How is SpaCy's similarity computed?

2019-07-10 05:56发布

问题:

Beginner NLP Question here:

How does the .similiarity method work?

Wow spaCy is great! Its tfidf model could be easier to preprocess, but w2v with only one line of code (token.vector)?! - Awesome!

In his 10 line tutorial on spaCy andrazhribernik show's us the .similarity method that can be run on tokens, sents, word chunks, and docs.

After nlp = spacy.load('en') and doc = nlp(raw_text) we can do .similarity queries between tokens and chunks. However, what is being calculated behind the scenes in this .similarity method?

SpaCy already has the incredibly simple .vector, which computes the w2v vector as trained from the GloVe model (how cool would a .tfidf or .fasttext method be?).

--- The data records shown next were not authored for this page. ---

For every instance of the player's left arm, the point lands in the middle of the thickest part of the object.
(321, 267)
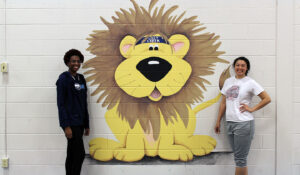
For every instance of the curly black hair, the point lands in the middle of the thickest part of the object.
(71, 53)
(246, 61)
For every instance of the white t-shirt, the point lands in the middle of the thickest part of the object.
(237, 92)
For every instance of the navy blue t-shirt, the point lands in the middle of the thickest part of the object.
(72, 100)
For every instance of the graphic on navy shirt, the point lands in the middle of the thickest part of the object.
(232, 92)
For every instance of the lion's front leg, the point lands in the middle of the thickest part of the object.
(134, 149)
(199, 144)
(102, 149)
(170, 151)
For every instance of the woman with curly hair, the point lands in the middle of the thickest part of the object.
(73, 112)
(237, 94)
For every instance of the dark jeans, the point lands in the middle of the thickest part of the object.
(75, 151)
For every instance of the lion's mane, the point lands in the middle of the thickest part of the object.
(139, 22)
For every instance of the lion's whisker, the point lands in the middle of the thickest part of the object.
(124, 76)
(128, 83)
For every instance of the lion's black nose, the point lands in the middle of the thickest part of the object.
(154, 68)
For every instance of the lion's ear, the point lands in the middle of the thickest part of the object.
(126, 45)
(180, 45)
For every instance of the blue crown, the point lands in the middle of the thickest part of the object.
(152, 39)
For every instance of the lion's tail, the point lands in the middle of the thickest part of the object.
(225, 74)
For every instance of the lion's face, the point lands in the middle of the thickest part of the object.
(154, 67)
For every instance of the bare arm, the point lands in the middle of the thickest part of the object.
(265, 99)
(222, 109)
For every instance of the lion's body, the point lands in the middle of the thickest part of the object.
(175, 142)
(149, 68)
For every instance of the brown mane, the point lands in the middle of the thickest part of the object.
(139, 22)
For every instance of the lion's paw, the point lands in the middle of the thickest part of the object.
(102, 149)
(200, 144)
(175, 152)
(126, 155)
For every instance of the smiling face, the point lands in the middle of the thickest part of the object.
(154, 68)
(240, 68)
(74, 64)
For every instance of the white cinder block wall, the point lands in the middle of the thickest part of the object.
(296, 90)
(34, 35)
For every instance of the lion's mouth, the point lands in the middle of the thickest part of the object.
(155, 95)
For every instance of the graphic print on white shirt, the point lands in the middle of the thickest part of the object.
(238, 92)
(232, 92)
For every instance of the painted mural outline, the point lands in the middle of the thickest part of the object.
(149, 67)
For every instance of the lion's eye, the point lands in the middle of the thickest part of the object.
(150, 47)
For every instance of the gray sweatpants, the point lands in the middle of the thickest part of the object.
(240, 136)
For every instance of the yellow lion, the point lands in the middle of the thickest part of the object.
(149, 68)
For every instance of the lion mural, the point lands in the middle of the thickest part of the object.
(149, 68)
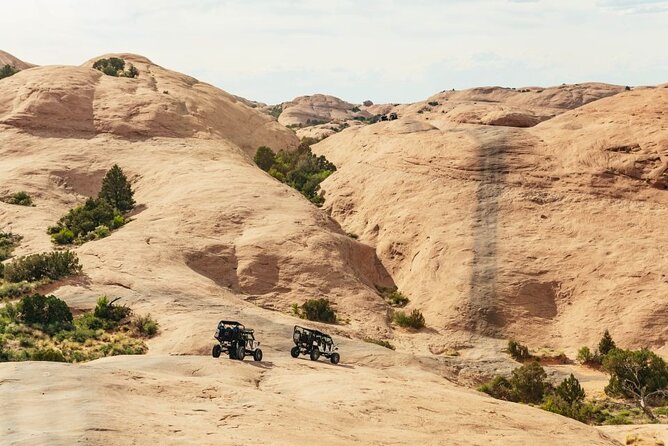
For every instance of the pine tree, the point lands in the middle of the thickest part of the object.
(606, 343)
(116, 190)
(570, 390)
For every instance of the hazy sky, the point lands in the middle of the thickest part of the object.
(383, 50)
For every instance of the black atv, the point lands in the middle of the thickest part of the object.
(314, 343)
(235, 340)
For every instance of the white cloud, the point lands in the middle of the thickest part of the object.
(386, 50)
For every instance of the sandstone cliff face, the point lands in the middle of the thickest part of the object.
(550, 234)
(317, 108)
(214, 237)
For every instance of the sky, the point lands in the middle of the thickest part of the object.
(381, 50)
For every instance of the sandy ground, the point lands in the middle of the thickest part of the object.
(214, 237)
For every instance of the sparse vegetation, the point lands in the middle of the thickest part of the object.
(518, 351)
(300, 169)
(606, 344)
(97, 217)
(79, 224)
(393, 296)
(637, 377)
(41, 328)
(18, 198)
(276, 111)
(381, 342)
(8, 70)
(115, 66)
(45, 266)
(8, 242)
(413, 320)
(264, 158)
(116, 190)
(640, 376)
(527, 384)
(318, 310)
(595, 358)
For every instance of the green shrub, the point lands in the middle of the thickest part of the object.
(8, 242)
(318, 310)
(301, 169)
(53, 265)
(48, 354)
(80, 223)
(570, 390)
(606, 344)
(146, 326)
(518, 351)
(529, 382)
(118, 221)
(7, 70)
(117, 191)
(14, 290)
(414, 320)
(115, 66)
(276, 111)
(381, 342)
(19, 198)
(397, 299)
(264, 158)
(102, 231)
(44, 310)
(105, 309)
(640, 376)
(661, 411)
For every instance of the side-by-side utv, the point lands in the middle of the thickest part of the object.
(314, 343)
(235, 340)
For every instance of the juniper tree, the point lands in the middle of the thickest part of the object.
(116, 190)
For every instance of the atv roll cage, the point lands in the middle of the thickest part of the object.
(314, 343)
(235, 340)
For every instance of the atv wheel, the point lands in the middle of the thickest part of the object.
(215, 352)
(257, 355)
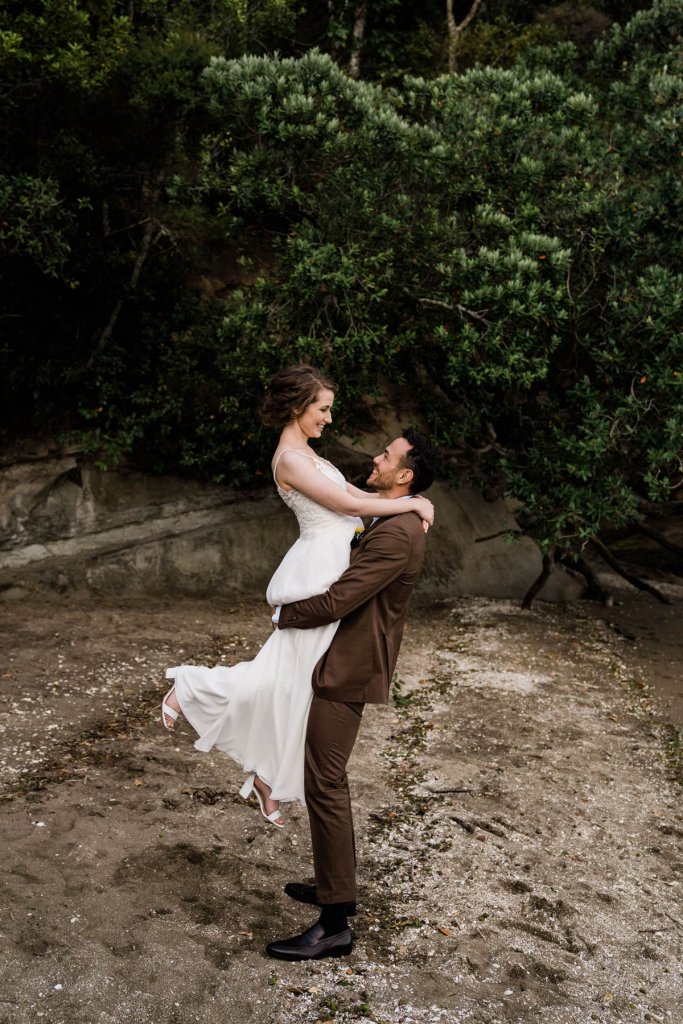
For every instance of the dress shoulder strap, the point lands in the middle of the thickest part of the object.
(299, 452)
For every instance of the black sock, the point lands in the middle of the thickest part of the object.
(333, 918)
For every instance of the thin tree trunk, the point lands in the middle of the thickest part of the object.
(147, 238)
(540, 582)
(456, 31)
(595, 588)
(358, 39)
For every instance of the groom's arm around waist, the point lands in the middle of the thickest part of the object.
(392, 549)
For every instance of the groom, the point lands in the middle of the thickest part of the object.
(371, 600)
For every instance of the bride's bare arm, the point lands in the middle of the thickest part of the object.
(300, 473)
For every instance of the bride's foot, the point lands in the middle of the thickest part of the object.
(269, 808)
(170, 709)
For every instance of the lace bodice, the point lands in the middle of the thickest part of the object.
(311, 516)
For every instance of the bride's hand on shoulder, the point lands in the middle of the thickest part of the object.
(425, 510)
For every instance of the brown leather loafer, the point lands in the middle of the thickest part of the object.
(312, 944)
(304, 893)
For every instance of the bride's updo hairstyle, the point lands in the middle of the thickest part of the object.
(291, 391)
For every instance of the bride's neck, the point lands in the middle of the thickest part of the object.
(293, 436)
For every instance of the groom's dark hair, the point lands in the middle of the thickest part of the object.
(423, 458)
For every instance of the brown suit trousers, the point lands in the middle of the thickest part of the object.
(371, 600)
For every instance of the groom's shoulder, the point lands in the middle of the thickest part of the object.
(403, 524)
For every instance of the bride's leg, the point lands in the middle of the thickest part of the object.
(268, 805)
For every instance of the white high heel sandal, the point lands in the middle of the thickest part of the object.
(167, 710)
(246, 793)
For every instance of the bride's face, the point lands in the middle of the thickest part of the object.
(316, 415)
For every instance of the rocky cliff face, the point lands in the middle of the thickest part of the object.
(66, 524)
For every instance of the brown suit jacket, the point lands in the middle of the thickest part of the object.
(371, 599)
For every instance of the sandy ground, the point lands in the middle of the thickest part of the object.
(518, 813)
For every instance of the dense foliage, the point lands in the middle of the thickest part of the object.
(498, 251)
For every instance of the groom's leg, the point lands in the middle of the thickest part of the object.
(333, 727)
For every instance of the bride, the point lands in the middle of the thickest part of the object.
(257, 711)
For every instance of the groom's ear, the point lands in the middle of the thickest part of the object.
(404, 476)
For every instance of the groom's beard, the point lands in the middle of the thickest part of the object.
(380, 481)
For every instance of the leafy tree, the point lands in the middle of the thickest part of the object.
(497, 251)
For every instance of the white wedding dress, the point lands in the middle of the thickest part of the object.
(257, 711)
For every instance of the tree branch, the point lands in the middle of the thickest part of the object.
(630, 577)
(358, 37)
(456, 31)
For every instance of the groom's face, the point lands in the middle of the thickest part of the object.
(388, 470)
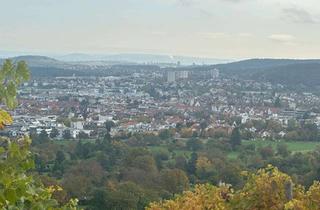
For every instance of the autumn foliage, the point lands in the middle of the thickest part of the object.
(268, 189)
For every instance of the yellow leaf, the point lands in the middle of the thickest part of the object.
(5, 119)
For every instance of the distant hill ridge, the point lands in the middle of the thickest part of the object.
(283, 71)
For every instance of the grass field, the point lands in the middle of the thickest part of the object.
(294, 146)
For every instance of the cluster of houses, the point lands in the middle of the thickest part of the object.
(147, 102)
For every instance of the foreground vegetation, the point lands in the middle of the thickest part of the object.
(267, 189)
(142, 170)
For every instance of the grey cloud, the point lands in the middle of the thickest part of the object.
(299, 15)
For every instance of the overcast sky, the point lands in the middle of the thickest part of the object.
(207, 28)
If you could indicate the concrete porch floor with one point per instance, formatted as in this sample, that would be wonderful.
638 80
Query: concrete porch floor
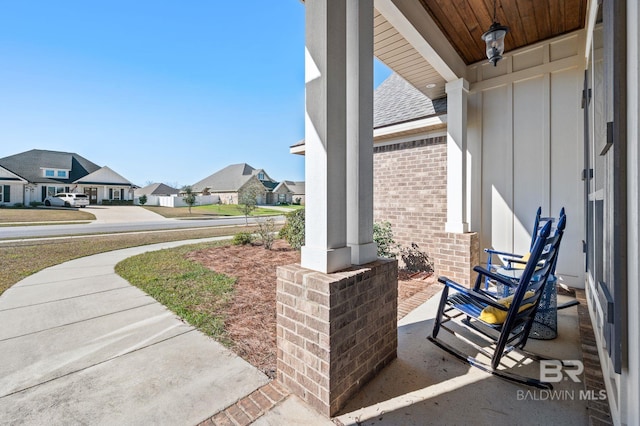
426 385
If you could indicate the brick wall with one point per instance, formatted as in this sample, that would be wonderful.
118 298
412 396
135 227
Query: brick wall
335 331
410 191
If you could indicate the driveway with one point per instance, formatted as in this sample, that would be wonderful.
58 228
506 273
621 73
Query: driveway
123 214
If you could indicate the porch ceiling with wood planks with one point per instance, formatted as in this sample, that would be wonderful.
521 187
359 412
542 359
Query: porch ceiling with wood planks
463 22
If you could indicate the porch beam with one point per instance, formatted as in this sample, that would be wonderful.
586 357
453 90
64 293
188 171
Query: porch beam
325 247
424 35
360 131
457 197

Is the model similarity model simply computing the cosine similarity between these two w2v-GloVe-vectors or doing something else? The specifics aren't clear in the documentation; any help appreciated!

回答1:

Assuming that the method you are referring to is the token similarity one, you can find the function in the sourcecode here. As you can see it computes the cosine similarity between the vectors.

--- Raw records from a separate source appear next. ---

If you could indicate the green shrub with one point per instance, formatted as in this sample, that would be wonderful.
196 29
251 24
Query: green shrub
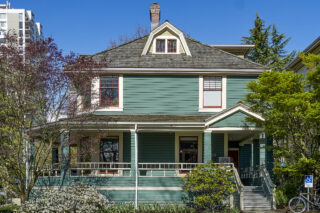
9 208
209 186
149 208
281 198
76 198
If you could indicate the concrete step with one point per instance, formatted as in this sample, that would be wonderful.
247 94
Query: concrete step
255 199
252 188
257 208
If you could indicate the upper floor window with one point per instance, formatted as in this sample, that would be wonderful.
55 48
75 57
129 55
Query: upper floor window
212 91
109 91
166 45
172 46
86 100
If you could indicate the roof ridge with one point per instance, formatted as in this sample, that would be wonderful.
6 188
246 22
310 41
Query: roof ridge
128 42
244 59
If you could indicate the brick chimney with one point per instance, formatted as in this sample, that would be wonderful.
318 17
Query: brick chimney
154 15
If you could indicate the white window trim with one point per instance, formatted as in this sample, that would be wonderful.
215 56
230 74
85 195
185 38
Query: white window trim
224 96
95 96
165 38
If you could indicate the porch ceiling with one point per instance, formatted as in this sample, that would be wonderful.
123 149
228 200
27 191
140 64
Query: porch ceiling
138 118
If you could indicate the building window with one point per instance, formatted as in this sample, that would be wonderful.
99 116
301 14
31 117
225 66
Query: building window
160 46
188 149
109 149
109 91
172 46
86 98
212 91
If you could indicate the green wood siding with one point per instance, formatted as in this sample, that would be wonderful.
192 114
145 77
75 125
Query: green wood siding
237 88
126 147
256 152
156 147
245 156
160 94
237 119
217 145
207 154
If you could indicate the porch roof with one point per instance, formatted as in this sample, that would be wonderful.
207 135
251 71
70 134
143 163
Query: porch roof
137 118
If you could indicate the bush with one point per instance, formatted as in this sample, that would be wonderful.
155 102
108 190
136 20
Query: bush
149 208
281 198
209 186
76 198
9 208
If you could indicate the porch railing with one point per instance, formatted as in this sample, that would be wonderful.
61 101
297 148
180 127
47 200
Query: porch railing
50 170
165 169
267 185
100 169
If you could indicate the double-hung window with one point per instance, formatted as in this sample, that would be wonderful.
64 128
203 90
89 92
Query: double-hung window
166 46
212 91
109 91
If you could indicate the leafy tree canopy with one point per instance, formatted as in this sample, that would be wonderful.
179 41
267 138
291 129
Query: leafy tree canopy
290 104
269 48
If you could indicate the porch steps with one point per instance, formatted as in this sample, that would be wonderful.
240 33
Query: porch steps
255 199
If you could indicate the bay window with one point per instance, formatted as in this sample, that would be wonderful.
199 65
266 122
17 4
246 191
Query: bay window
212 91
109 91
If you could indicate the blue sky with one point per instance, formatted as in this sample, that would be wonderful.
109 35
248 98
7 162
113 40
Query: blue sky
86 26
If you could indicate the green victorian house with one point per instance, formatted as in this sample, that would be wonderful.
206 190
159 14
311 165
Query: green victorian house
164 104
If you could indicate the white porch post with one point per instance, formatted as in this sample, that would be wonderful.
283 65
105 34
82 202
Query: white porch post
226 144
134 160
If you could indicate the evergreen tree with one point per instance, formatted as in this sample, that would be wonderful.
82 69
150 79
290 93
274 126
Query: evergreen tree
269 48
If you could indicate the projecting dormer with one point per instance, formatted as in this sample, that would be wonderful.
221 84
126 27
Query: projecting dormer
166 39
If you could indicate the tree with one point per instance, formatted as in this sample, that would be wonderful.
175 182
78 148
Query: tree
34 93
269 49
290 105
139 32
209 186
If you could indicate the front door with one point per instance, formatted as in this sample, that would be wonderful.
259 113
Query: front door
234 154
188 150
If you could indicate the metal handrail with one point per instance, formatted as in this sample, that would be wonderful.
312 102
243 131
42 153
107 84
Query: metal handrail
100 169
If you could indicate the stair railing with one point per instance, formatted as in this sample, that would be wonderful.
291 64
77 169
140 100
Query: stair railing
239 187
267 185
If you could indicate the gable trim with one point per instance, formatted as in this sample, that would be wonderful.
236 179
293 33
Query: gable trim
238 108
159 29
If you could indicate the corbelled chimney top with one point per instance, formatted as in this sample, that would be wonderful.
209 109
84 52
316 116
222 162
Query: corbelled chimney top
154 15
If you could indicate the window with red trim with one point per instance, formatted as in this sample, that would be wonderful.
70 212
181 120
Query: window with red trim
87 96
172 46
109 91
212 91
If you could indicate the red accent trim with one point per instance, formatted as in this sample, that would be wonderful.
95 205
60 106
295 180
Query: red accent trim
100 102
197 145
164 46
169 47
213 90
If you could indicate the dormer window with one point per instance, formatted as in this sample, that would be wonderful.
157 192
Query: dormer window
161 44
172 46
166 45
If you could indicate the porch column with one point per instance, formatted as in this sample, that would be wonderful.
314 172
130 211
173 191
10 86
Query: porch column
134 161
225 144
65 153
207 146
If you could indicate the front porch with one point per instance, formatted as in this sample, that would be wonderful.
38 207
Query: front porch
142 158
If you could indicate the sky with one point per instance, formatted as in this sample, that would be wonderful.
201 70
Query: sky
87 26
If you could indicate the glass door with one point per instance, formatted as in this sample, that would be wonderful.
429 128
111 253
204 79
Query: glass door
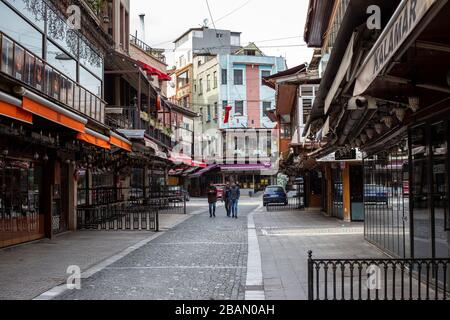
356 193
439 140
420 193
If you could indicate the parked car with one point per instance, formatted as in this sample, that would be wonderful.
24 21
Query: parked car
376 193
220 189
406 188
178 192
275 194
293 193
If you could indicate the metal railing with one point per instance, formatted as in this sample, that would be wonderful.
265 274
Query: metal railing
156 53
25 66
130 119
378 279
108 208
293 203
118 216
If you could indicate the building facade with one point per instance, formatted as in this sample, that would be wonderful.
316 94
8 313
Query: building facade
234 105
388 97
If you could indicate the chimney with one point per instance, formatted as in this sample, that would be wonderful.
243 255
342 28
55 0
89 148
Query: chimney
142 25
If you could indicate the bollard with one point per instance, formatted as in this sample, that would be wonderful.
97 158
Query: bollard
310 276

As it says in the tutorial:

A word embedding is a representation of a word, and by extension a whole language corpus, in a vector or other form of numerical mapping. This allows words to be treated numerically with word similarity represented as spatial difference in the dimensions of the word embedding mapping.

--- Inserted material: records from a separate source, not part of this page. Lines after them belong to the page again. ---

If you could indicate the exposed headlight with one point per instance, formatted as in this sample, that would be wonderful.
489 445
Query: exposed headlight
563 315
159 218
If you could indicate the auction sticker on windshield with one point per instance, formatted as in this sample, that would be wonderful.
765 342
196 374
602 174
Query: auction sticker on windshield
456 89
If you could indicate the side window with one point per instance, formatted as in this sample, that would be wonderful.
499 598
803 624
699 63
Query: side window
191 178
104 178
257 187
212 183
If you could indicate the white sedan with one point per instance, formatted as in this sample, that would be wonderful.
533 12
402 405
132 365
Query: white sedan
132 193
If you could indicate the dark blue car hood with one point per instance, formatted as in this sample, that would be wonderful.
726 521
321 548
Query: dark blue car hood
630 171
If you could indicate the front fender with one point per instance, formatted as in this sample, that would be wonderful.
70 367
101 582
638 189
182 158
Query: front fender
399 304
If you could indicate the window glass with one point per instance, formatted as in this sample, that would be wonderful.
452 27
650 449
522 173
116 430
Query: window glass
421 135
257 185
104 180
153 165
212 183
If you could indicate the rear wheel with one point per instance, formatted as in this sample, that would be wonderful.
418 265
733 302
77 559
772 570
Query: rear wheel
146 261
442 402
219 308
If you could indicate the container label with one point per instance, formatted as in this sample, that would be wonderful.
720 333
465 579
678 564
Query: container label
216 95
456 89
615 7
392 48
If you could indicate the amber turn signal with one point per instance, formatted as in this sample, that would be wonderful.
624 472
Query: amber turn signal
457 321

So the vector distance can be related to the word similarity.



回答2:

Found the answer, in short, it's yes:

Link to Souce Code

return numpy.dot(self.vector, other.vector) / (self.vector_norm * other.vector_norm)

This looks like its the formula for computing cosine similarity and the vectors seem to be created with SpaCy's .vector which documentation says is trained from GloVe's w2v model.